NECは米国のMITRE社と提携し、敵対者への能動的な関与を体系的に学ぶトレーニング「MITRE Engage in a Box」を日本で提供開始しました。開始日は2026年7月30日で、民間企業として世界で初の提供となります。NECはサイバーディフェンス研究所と連携し、日本向けに最適化した内容で展開します。主な対象は国家サイバー統括室、防衛省、警察庁などの政府機関や重要インフラ事業者です。今後3年間で200名への提供を目標に掲げ、120万円/人の価格で提供されます。高度化する脅威に対し、能動的サイバー防御の実装に資する人材育成を後押しします。
MITRE Engageの理論に基づくトレーニングの中核と学習範囲
本プログラムはMITRE社が提唱する「MITRE Engage」を基盤とし、欺瞞技術を活用して敵対者の行動を誘導し観察する考え方を学びます。受動的に排除するのではなく、おとりや偽情報で敵対者を意図的に導き、防御側が優位に立つ戦略を重視します。フレームワークは自組織が管理する環境での能動的関与を計画するもので、組織の境界を越える活動は含みません。カリキュラムはMITRE Engage Matrixの三つの戦略目標であるExpose、Affect、Elicitを網羅します。独自開発の内容により、敵対者の心理理解と意図把握に直結する実用的な戦略立案を身につけます。参加型の机上演習と安全な仮想環境での実践演習を通じて、脅威インテリジェンスの獲得手法を体験的に学べます。
三つの視点による体験設計と国内最適化された演習環境
トレーニングでは敵対者、システム管理者、一般ユーザーの三つの視点を同時に検証します。敵対者視点では何に惹かれどこで不自然さを感じるかを体感し、意図の暴き方を理解します。システム管理者視点では業務影響を抑えつつ適切なタイミングで欺瞞情報を提示する判断力を養います。
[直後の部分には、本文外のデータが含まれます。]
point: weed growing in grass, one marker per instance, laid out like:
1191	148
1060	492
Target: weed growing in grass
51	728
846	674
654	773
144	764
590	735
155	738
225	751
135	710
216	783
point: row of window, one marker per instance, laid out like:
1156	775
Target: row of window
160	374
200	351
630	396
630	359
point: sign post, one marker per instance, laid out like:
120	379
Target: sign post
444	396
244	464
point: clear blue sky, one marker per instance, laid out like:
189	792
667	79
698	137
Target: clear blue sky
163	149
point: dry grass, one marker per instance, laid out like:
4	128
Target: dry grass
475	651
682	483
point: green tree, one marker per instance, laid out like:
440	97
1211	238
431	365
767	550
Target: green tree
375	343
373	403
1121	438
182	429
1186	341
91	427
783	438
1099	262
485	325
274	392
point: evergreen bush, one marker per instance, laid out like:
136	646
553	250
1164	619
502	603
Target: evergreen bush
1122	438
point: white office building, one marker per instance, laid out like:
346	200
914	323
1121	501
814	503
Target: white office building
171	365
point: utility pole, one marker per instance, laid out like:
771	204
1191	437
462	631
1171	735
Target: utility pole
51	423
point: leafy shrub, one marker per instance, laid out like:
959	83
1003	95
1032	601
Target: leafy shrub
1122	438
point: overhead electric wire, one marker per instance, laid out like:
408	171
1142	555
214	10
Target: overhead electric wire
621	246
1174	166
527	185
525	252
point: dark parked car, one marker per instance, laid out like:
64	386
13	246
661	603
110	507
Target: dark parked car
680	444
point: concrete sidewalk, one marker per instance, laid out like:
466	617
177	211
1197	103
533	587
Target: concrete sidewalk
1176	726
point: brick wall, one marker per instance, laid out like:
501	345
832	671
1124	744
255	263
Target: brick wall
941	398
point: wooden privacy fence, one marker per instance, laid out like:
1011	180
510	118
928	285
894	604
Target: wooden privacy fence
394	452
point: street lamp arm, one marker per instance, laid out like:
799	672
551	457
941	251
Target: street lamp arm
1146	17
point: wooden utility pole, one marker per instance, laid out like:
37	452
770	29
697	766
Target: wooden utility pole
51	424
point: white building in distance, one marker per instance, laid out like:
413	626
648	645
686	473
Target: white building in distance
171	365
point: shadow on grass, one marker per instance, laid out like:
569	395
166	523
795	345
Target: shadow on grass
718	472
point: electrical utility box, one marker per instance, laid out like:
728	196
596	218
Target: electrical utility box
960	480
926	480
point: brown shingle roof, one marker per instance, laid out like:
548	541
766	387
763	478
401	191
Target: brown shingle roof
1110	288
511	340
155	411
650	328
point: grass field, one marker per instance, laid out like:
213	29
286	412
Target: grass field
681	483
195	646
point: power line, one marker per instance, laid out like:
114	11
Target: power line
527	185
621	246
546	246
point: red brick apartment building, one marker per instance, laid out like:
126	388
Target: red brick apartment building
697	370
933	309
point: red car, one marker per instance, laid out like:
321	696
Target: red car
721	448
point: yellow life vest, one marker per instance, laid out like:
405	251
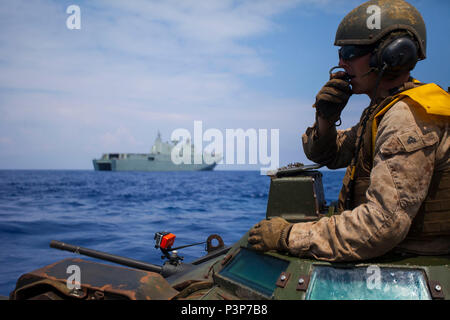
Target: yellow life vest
430	96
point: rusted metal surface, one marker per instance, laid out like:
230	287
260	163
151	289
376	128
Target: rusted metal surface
436	289
283	279
98	282
210	247
302	283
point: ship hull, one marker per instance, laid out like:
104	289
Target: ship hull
145	165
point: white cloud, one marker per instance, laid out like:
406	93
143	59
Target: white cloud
133	68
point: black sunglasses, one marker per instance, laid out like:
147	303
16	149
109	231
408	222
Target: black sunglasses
351	52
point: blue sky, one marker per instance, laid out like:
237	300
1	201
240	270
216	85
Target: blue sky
67	96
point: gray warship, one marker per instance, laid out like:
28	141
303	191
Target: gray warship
159	159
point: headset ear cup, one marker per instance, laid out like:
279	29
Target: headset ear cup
401	54
374	60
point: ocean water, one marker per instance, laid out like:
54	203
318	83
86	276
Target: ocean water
119	212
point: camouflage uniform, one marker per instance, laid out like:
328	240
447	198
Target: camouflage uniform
411	148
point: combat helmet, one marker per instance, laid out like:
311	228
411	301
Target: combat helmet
378	23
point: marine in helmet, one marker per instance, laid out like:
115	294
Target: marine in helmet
396	191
一般ユーザー視点では能動的関与が業務フローや利便性に与える影響を確認し、現実的な運用バランスを学びます。演習環境はNECとサイバーディフェンス研究所が独自に開発し、ディセプションシナリオを国内の業務実態に合わせて監修しています。NECは官公庁の業務やシステム仕様への知見を反映し、目的に応じた最適化を実施しています。サイバーディフェンス研究所は実戦的な攻撃手法と戦術を取り込み、欺瞞環境への誘導に関する知見を提供しています。
価格、目標、今後の取り組みとMITREのコメント
提供価格は税抜で120万円/人で、今後3年間で200名の育成を目標としています。NECは演習や研修の提供、国際サイバー防衛演習への参加を通じて、経済安全保障と重要インフラ防衛力の強化に取り組んでいます。スローガンは.JPを守るであり、高度なセキュリティサービスの提供で安全安心な社会の実現に寄与するとしています。サイバーディフェンス研究所は人間がもたらす脅威には人間しか対処できないという信念のもと、最先端技術の実用化で国家安全保障に貢献します。MITREのチャールズ クランシー氏は、MITRE Engageは長年の研究成果に基づき、防御側の理解と予測、確信を支えると述べています。知見の共有は強固で備えの整ったコミュニティ形成への重要な一歩としています。